Here in the United States, we awoke Thursday morning, yet again, to news of another shooting, this time at a bar in Thousand Oaks, California. And we awoke to pundits already discussing what various failure modes have led us to yet another tragedy.
Let’s discuss tragedy. Our pundits, God bless them, say, variously: Lack of strong gun control is a tragedy. Watering down our Second Amendment right to bear arms is a tragedy. The Democrats taking over the House is a tragedy. Republicans retaining control of the Senate is a tragedy. You might agree or disagree that any of these are tragedies: they are subjective tragedies.
Hopefully, we all can agree and focus on this most recent loss of life due to senseless and random violence as a tragedy, regardless of cause. This shooting, as so many shootings before, is an objective tragedy.
Our tradition guides us in how to frame objective tragedies. The majority of Mishna Tractate Ta’anit delineates what constitutes an objective tragedy and describes how we as a community respond at times of such tragedy. It is clear from the Mishna that our first response to objective tragedy is to engage in mourning and self-reflection. Only after mourning and self-reflection, can and must begin the process of thinking about root and proximate causes, the healing which will hopefully follow, and the giving of meaning to the tragedy which was mourned.
Too often in our world, we are tempted to skip over the process of mourning and focus on fixing problems. Open up a newspaper or go on the internet, and you will find no shortage of individuals offering various solutions to the vexing problems with which we are beset. Sometimes, it feels almost as if the very real people who lost their lives are mere props in a discussion about fixing a problem, further evidence of the “rightness” of my solution and the “wrongness” of yours. In our valiant attempts to solve problems, we tend to objectify victims, compounding the first tragedy with yet another.
It might be worthwhile to remember that each victim of this most recent tragedy, as well as each victim of the numerous preceding tragedies, was a unique human being. They were a mother, or a son, or a sister, or a lover, or a daughter, or a teacher, or a father, or a student, or a brother, or a friend. Their lives were ended too soon, for no good reason, and each individual tragedy ripples outward, like waves on a pond, affecting numerous other people. Taking Exodus 12:30 almost literally, there is a grievous outcry in our country because there is not a single home in which there is not someone who has died.
This Sunday, Veteran’s Day, marks the 100th anniversary of the formal end of World War I, as we call it now. Back then, it was known as the “war to end war,” at first, idealistically, and subsequently, more sardonically. World War I, which directly resulted in the loss of 16 million lives, and indirectly, in the loss of perhaps 50 to 100 million more, was an objective tragedy of epic proportion, regardless of what caused it. The question now is, how do we give meaning to a tragedy like World War I, or the tragedy of loss of life in subsequent wars (since the “war to end all war” didn’t, unfortunately) or the most recent tragedies?
My suggestion is that we engage in a collective day of national mourning, as the Mishna recommends. This Sunday, November 11, 2018, is an entirely appropriate day to do so. Only through mourning, and being able to feel grief about what has happened, will we be able to find meaning in these numerous senseless tragedies.

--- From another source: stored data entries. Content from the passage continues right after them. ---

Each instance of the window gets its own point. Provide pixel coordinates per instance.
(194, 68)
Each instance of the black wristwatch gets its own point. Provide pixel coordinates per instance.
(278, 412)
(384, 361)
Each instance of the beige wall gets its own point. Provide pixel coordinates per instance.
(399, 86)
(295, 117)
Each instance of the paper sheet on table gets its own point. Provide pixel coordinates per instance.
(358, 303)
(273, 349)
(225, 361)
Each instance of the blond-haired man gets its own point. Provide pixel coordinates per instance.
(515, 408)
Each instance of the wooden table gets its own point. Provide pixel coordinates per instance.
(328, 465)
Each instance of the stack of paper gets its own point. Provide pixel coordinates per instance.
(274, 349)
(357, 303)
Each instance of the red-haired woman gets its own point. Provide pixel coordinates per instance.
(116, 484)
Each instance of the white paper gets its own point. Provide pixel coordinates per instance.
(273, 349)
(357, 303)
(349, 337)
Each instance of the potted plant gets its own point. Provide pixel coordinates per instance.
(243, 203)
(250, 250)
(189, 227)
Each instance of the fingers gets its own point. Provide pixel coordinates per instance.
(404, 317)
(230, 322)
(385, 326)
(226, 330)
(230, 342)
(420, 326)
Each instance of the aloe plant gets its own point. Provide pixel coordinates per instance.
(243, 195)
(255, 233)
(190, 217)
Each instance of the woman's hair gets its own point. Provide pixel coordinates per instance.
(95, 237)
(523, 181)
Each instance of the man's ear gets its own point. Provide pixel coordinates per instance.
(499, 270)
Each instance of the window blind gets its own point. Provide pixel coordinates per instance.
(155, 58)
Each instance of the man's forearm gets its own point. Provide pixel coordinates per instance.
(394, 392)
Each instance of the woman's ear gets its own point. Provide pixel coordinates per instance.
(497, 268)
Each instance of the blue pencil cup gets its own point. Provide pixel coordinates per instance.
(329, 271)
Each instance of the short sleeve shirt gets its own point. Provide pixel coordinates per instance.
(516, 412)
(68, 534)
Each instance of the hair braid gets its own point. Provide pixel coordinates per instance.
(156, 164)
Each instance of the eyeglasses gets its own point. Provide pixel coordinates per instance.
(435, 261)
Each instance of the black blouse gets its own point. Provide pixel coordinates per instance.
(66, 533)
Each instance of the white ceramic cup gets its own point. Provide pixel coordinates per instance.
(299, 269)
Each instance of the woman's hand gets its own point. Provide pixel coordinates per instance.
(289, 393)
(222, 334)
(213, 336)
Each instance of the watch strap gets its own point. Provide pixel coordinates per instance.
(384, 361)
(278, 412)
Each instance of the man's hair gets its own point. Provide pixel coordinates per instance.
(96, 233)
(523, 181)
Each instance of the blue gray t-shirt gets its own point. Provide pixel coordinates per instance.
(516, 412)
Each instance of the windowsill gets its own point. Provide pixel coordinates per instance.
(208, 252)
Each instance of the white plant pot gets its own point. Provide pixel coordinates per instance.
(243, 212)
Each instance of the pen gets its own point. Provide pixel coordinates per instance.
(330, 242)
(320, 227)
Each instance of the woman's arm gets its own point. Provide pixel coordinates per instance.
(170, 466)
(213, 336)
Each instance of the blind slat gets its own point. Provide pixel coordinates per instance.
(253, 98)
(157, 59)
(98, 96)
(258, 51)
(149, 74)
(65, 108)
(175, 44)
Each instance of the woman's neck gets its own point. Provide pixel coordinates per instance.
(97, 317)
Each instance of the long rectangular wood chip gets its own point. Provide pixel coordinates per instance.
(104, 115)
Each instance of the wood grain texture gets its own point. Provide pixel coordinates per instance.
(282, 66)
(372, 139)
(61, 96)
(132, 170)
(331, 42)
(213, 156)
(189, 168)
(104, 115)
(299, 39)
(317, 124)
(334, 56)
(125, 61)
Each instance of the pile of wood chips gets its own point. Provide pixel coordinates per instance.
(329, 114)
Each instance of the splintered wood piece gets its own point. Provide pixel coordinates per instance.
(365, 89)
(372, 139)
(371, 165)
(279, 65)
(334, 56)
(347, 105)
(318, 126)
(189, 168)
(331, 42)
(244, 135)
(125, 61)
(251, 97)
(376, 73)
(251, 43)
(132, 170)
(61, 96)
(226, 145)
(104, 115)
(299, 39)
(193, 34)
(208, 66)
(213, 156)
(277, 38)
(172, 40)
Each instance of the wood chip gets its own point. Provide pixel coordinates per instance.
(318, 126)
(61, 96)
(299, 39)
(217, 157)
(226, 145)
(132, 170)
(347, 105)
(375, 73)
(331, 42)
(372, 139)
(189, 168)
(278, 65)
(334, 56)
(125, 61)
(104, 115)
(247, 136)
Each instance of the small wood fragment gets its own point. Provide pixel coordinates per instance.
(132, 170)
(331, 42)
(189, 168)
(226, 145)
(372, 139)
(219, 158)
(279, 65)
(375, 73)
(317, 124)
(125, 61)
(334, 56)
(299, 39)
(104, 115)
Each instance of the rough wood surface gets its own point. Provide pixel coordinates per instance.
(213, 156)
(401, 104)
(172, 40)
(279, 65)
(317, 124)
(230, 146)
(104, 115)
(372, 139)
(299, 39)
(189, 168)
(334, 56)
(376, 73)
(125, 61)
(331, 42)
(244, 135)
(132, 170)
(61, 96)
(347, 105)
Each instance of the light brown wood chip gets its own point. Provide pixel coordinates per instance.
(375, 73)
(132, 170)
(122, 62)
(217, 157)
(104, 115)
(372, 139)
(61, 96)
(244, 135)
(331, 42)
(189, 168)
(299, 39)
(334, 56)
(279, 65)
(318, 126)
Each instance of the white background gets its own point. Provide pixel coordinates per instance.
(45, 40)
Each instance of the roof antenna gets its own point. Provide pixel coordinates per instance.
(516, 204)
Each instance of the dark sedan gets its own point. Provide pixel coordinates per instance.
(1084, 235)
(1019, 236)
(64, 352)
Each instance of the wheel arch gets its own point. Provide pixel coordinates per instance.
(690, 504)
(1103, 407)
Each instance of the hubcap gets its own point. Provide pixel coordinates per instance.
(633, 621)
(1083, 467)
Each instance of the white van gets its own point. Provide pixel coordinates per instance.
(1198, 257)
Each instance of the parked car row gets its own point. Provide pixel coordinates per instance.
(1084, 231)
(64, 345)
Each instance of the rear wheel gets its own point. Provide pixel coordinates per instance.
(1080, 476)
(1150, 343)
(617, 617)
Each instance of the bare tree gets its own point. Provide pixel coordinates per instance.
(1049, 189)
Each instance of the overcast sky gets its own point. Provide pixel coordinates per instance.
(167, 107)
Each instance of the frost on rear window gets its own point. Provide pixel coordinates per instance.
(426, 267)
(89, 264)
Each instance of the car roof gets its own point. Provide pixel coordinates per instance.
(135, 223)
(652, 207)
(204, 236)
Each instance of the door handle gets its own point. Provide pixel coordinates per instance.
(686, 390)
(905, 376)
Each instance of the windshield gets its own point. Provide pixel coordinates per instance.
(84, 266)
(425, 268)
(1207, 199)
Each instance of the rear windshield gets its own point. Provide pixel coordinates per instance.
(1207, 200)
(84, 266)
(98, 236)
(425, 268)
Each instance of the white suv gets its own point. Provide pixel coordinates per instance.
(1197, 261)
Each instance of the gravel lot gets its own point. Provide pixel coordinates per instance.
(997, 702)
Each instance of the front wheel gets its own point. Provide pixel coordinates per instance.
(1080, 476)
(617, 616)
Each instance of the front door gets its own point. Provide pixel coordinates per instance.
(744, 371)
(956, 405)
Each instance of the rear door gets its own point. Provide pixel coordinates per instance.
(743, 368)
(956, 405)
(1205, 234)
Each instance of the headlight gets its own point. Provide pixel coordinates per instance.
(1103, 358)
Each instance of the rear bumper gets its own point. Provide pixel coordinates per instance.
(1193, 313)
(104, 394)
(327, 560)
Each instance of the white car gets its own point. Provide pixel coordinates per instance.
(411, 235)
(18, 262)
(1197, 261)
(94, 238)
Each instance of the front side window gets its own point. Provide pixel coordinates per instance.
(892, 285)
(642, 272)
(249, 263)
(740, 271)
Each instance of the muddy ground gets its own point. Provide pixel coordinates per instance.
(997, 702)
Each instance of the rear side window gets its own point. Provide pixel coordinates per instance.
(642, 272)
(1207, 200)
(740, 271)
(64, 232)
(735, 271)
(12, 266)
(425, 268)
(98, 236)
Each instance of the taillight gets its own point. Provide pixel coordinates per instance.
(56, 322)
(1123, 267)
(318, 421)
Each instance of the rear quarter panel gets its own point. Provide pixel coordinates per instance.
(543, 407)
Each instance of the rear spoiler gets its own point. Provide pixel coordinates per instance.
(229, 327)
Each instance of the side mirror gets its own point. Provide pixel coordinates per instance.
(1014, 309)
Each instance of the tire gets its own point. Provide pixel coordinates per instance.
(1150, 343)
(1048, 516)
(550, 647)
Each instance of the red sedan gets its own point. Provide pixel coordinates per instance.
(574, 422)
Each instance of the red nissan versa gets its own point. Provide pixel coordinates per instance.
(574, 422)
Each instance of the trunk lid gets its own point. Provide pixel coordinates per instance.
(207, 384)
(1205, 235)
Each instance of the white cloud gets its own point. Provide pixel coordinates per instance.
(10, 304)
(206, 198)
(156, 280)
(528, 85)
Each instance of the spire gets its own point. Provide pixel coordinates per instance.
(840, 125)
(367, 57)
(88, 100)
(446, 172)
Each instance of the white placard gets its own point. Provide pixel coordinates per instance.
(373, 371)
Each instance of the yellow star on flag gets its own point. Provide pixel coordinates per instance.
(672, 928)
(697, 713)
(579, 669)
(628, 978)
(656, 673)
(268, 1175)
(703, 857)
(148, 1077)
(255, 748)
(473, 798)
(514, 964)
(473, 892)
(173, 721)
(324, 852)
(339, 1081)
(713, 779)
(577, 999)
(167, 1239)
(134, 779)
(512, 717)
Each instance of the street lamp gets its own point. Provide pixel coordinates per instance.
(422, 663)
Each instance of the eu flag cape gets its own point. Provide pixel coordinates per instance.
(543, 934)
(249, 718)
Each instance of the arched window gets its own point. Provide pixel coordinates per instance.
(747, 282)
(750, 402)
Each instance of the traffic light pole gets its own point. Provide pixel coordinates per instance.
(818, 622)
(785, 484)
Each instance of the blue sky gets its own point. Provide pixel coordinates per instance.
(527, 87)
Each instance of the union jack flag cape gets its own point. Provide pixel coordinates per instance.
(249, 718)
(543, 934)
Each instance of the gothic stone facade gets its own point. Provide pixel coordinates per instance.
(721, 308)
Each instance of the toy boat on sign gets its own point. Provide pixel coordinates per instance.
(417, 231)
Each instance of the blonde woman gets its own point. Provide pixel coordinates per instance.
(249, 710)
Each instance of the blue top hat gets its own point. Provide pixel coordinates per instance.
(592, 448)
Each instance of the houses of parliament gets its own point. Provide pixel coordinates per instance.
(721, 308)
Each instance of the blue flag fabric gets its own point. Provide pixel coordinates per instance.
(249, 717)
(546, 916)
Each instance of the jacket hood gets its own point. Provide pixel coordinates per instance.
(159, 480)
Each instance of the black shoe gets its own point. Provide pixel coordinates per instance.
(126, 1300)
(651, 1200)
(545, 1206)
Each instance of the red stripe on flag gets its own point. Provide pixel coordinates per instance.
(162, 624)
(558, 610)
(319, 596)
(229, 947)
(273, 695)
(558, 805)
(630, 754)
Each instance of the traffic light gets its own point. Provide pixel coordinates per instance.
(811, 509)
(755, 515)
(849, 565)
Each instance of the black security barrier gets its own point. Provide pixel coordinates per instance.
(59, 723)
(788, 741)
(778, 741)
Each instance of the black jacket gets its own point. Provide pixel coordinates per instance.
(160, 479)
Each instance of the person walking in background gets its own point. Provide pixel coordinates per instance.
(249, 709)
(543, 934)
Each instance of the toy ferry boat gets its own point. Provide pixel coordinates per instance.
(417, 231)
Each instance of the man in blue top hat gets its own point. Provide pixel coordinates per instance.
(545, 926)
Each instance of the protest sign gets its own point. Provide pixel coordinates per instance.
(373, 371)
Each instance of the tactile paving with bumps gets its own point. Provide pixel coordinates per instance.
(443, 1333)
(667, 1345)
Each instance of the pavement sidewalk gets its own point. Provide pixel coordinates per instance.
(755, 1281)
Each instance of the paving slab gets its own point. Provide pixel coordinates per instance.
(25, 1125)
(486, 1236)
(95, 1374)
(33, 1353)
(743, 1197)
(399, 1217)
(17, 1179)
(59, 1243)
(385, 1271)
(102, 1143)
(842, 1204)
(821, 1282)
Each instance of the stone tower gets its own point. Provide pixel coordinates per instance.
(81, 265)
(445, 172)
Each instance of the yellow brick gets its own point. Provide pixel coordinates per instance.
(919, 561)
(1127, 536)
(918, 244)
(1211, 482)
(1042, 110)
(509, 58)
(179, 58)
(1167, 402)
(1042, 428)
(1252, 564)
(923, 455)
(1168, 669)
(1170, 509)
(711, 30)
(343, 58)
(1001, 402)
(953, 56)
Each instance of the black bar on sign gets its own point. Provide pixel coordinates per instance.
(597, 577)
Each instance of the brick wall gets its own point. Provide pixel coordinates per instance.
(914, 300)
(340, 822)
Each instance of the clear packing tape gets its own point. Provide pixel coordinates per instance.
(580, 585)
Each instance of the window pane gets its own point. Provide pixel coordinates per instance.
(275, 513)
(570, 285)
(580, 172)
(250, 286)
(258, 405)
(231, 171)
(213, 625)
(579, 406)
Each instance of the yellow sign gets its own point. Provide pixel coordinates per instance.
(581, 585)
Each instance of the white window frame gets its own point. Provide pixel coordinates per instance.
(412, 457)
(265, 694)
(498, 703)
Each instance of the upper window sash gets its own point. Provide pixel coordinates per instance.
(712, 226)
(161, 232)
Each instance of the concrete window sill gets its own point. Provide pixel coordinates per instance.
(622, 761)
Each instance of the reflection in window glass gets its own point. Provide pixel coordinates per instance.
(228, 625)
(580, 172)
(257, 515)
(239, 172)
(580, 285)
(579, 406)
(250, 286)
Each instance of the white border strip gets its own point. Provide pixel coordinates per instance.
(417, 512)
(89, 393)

In the United States, we are a diverse population with an amazing multiplicity of faiths and cultures. Therefore, I am reticent to recommend specific mourning practices. Nonetheless, I suggest that whatever mourning practice individuals choose to adopt, that such practice have the following characteristics:
• Allow time for inward focus, to be in grief, silently. This is not a time for searching for reasons, it is a time to be in grief.
• To be able to connect with the loss, find information about one or more of the victims. Find someone who might have led a life similar to yours and think about what their dreams and aspirations might have been and what their relationships might have been like. Imagine what it might be like to have that all disappear in the blink of an eye, without warning.
• Connect with others who might share your same mourning tradition, and acknowledge the loss to each other without engaging in any analysis of the tragedy. This loss, like the preceding ones, is a grievous loss, and we owe it to the victims to acknowledge it as such.
• Don’t blame or analyze. Sunday is not an opportunity to place blame or search for root or proximate causes. Although it is tempting to do so as a way to assuage grief, it is really a way of avoiding feeling the grief that we each must feel at this time.
This Sunday, as we honor our holy living veterans, we also recall the memories of so many more holy veterans who gave their lives in defense of our country and the ideas embodied in our great experiment in democracy. As we honor our living veterans, and as we mourn our fallen heroes, veterans or no, may God enable us to open up a space where we can begin to give our various national tragedies meaning by being able to come together as a nation and begin to heal.